Alexei shrugged, rose, paced, then restlessly positioned himself in an arm
chair. He watched Katherine’s face.
‘I don’t know what for. Sometime later, a letter came from her. In 1968. With the ring.’ He took a deep breath and continued levelly: ‘In the letter she implied she was my mother.’
‘What?’ Katherine sat bolt upright. A shudder rose in her spine.
Alexei’s fear crystallised. She would hate him. Hate him because he might be tainted by the mother she hated. ‘It’s nonsense of course. Completely incomprehensible. My own mother died at my birth. But last year, when I saw Sylvie Kowalska’s portrait, the one in your house, I was intrigued. Why would the woman write to me? I was at a loose end. I came to New York, to find out more if I could. I found you instead.’ He took her hand. ‘She led me to you,’ he said urgently.

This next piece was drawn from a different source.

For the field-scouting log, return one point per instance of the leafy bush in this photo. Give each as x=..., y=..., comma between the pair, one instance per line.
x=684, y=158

It wasn’t enough. She needed to know more. ‘Sylvie died at the end of 1961,’ she looked away from him. Sylvie’s web, still clutching at her after all these years. ‘Why didn’t you tell me all this in New York?’ she turned on him, accusing him.
‘I don’t know,’ he shook his head. ‘I don’t know. I was confused. I thought it might be true. Something in it might be true,’ he laughed harshly. ‘Stupid. I thought you might be my sister. My half sister. Absurd. Ridiculous. But sometimes fantasies take hold of one. I was at a loose end.’ He talked on, trying to drown the look on her face with words. ‘That’s why I didn’t stay. Though I wanted to stay. Wanted you. Katherine,’ his voice rose. She was getting up, pulling on her clothes. Brusquely. Harsh, painful gestures.
‘Katherine,’ he murmured again.
She faced him, clothed now. Armoured. ‘You could be my brother,’ she hissed, her face contorted. ‘Sylvie was always fucking around. Always. It would be like her, just like her. To spoil. To wound. Even after her death. To wreck. Everything. Anything I felt.’ She was crying, great heaving sobs. She raced from the room.